Mapping the Literature

In an attempt to identify the literature I need to engage with for my research into practitioner research in the art museum I have been working on a mind-map.  My intention was to put down in a visual form the various relevant fields of activity/literature, with associated sub-fields and then identify any connections between these fields.  The plan was then to map onto this diagram the key texts associated with each field.  However, this second stage may need to be rethought as the first time I tried doing the original map I ran out of space on the paper.  The second version became so complex it was unreadable.  Below is a photograph of the third version.


What strikes me first about this mind-map is the number of elements and its connectivity.  I have identified nine ‘fields’ – research, evaluation, museology, conservation, gallery education, curation, art history, art practice and learning that I think are essential to understanding how knowledge is generated and therefore how research is constructed in the art museum. Associated with these are a further 47 ‘sub-fields’, although it is very important to note that the descriptor ‘sub’ in no way means lesser.  Rather a sub-field constitutes a vital and relevant body of practice and/or theory that informs or may be an integral part of one or more of the ‘main’ fields.  The connecting lines are my attempt to show how the different fields link together and draw on one another. For example the sub-field ‘socially engaged art’ is here linked to art practice, gallery education, museology and curatorial practice as the ideas and practices that can be grouped under socially engaged practice have an important part to play in each of these fields. I have also highlighted three other domains – ethics, praxis and organisational change, which underpin the entire enterprise, shaping my approach to the literature and to my research focus.


To state the obvious, these fields, domains and connections are ones that I have chosen, based on my existing knowledge and experience.  The map is partial in both senses of the word in that it is formed by my subjectivity and is incomplete. No doubt another researcher would draw up a different list and construct alternative connections, but it is a place to start and I will be adapting it as I go along.  I am anticipating that some fields will not prove to be as relevant as I imagine, whilst others not yet identified will surface as I continue my reading. I would also warmly welcome any ideas or suggestions for additions or amendments.

What the map also highlights for me is the cross-disciplinary nature of this research.  To understand how museum professionals undertake research for themselves and with and for others, and to construct a framework for practitioner research in the art museum (both of which are central to this project), I will need to look at literature from fields ranging from art history to participatory action research, from critical pedagogy to connoisseurship.  This is necessary as the art museum itself  is a multi-faceted space where different ideas collide, ‘a space for discursive thinking… a public place, publicly responsible for stimulating critical thinking in and through art’ as Grizelda Pollock and  Joyce Zemans describe in their book ‘Museums After Modernism: Strategies of Engagement’.

This cross-disciplinarity resonates also with my experience as an artist and a gallery educator. When operating in both of these professions my relationship to theory was eclectic. Rather than working within strict disciplinary boundaries I would draw ideas from various artists and fields to inspire and develop my practice according to what would be most useful and productive.  In this respect I was not unusual.  In an article I read recently, Henk Bergdorff, the Professor of Research in the Arts at the University of the Arts in The Hague, identifies that a ‘wide array of conceptual frameworks, theoretical perspectives and research strategies are employed’ in artistic research.  He lists art history, theatre and dance studies, architectural theory, semiotics, pragmatism and sociology as some of the conceptual frameworks, whilst research strategies include iconography, ethnomethodology and actor-network theory .  Similarly, one of the defining characteristics of gallery education is the absence of a discipline-spanning all encompassing theory.  Instead practitioners utilise and reference skills and knowledge from art history, pedagogy, philosophy, critical theory and art practice according to need, a professional trait that Helen Charman has written eloquently about here.

By adopting a boundary-free approach it would seem that I am allied to a broader trend towards cross or trans-disciplinary research that is being championed not only in the arts, but also in the social sciences, medicine and public policy. However I am mindful of the danger of cherry-picking literature from a variety of fields to fit my ideas.
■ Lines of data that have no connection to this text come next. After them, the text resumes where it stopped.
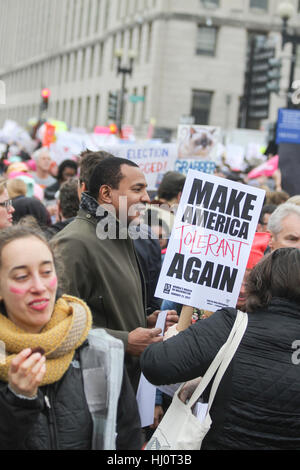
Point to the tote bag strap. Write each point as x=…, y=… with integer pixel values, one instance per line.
x=229, y=353
x=206, y=379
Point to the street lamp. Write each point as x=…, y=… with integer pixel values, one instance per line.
x=286, y=10
x=124, y=70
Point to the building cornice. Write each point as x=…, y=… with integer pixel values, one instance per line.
x=216, y=20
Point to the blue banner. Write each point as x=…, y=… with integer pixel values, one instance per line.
x=288, y=126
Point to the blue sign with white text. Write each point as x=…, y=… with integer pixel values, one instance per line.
x=288, y=126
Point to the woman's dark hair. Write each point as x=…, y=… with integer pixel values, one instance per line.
x=66, y=164
x=108, y=172
x=276, y=275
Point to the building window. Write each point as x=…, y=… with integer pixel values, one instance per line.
x=259, y=4
x=206, y=40
x=210, y=3
x=201, y=105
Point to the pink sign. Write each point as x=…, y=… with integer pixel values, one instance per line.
x=266, y=169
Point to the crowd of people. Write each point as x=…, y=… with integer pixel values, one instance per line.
x=78, y=311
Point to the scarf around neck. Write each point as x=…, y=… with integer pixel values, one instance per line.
x=67, y=329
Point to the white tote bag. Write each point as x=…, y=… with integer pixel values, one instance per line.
x=180, y=429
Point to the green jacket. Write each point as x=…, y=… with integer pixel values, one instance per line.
x=106, y=275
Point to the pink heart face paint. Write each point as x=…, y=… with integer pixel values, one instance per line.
x=17, y=291
x=53, y=282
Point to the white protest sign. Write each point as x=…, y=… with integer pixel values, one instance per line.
x=153, y=159
x=210, y=242
x=183, y=166
x=198, y=142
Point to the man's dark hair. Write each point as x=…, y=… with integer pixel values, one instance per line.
x=276, y=275
x=88, y=162
x=68, y=198
x=108, y=172
x=66, y=164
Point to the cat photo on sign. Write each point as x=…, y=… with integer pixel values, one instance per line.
x=197, y=142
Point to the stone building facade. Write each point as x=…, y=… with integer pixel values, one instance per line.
x=190, y=59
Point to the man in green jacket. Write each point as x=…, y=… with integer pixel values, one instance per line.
x=100, y=263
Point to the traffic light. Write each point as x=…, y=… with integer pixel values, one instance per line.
x=45, y=98
x=113, y=128
x=260, y=75
x=274, y=75
x=112, y=112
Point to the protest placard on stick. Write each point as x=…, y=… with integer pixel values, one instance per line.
x=210, y=243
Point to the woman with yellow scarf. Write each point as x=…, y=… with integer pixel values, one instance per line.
x=62, y=384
I was reminded by a colleague recently that selecting an idea from a discipline beyond one’s area of expertise runs the risk of divorcing it from its critical context and failing to locate it within the history and trajectory of the field.  It is vital, as Pat Thomson notes here when reading literatures to understand the key debates, trends and connections and locate any new research within its theoretical and practical context.  Pat provides some helpful suggestions to assist with this, including ‘scoping’, ‘mapping’ and ‘focusing in’, a process that I have begun with the mind-map.


So my next step is to go back to the mind-map and start digging deeper into the literature associated with the fields and sub-fields, identifying the essential texts and key debates, strengthening or troubling the connections and finding out where my research fits in. This is an exciting but potentially overwhelming prospect and I will have to avoid the temptation to keep reading for ever and move systematically but fairly swiftly to the focusing in stage.  I see more mind-maps to come.